Traditional semiconductor processing, which requires rigid, flat surfaces, was always incompatible with the flexible design of contact lenses—until now. Purdue researchers have cracked the code by using semiconducting nanomaterials along with metallic and insulating traces. These advancements allow the lenses to function as thermal actuators, wireless power supplies, and an array of sensors, all while maintaining their natural appearance.

The possibilities for this innovation are transformative. The team has already demonstrated how the lenses can treat dry eye syndrome by applying controlled heat to unclog meibomian glands, the primary cause of the condition. This noninvasive approach combines cutting-edge technology with patient comfort, offering a glimpse into the future of personalized eye care.
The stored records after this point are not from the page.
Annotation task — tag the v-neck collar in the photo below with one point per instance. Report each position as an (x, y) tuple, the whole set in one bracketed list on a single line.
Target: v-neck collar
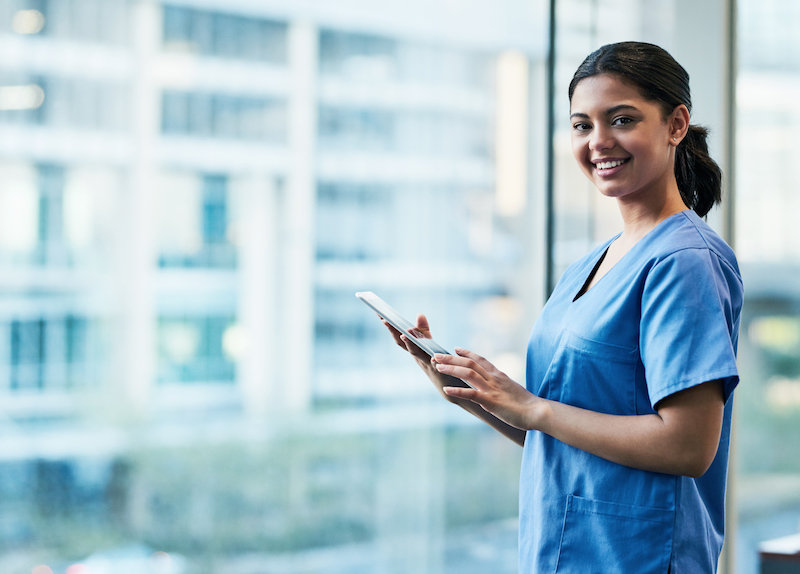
[(585, 287)]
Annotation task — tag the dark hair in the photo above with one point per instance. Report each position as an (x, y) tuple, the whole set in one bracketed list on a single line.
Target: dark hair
[(659, 78)]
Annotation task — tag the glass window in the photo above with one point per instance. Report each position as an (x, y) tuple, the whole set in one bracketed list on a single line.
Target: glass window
[(49, 353), (224, 35), (192, 350), (224, 116), (768, 245), (195, 223)]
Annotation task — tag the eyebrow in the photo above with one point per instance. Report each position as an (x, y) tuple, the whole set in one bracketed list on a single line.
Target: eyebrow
[(608, 112)]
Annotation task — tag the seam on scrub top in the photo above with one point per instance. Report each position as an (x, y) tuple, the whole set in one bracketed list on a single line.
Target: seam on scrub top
[(680, 386), (597, 513)]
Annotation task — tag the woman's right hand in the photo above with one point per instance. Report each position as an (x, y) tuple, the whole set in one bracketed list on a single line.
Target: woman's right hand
[(439, 380)]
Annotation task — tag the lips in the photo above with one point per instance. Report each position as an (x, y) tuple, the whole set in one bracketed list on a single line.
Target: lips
[(604, 165)]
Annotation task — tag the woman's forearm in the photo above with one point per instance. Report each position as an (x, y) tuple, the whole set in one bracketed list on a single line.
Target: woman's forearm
[(681, 439)]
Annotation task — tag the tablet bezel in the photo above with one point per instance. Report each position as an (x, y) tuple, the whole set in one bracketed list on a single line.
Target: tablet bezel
[(396, 320)]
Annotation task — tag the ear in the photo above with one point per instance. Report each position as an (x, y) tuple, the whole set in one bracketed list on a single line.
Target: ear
[(678, 122)]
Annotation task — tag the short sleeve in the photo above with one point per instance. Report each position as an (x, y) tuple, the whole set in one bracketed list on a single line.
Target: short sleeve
[(690, 319)]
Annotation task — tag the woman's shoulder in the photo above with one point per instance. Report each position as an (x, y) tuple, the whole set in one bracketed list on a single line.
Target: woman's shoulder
[(687, 233)]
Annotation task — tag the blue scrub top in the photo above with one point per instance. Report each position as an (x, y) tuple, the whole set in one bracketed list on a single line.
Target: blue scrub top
[(663, 319)]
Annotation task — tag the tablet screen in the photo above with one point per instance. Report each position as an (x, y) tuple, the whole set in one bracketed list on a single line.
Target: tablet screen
[(400, 323)]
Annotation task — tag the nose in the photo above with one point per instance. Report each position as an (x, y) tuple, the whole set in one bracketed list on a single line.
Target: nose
[(601, 139)]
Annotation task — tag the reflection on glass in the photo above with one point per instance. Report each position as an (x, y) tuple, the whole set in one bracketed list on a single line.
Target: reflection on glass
[(163, 242)]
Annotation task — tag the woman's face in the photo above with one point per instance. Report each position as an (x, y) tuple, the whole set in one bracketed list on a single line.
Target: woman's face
[(621, 141)]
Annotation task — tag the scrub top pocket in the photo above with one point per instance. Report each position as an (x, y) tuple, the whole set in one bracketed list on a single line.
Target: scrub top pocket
[(607, 538), (593, 375)]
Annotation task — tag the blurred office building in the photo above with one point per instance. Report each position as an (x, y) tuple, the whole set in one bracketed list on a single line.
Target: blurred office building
[(190, 195), (192, 191)]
But the potential doesn’t stop there. The smart contact lenses open doors to a range of applications. Beyond medical treatments, they could serve as a platform for delivering ocular medication or even enhance augmented reality experiences. By combining the familiar design of a contact lens with groundbreaking technology, this invention could reshape how we interact with the world.

This innovation is protected under multiple patents, including U.S. Patent No. 12,145,336 issued in November 2024. It represents years of research and development, underscoring Purdue’s leadership in biomedical engineering and health technology.

Professor Lee’s work is more than a technological achievement. It’s a testament to the power of innovation to solve real-world problems. By rethinking what a contact lens can be, his team is redefining the boundaries of science and medicine.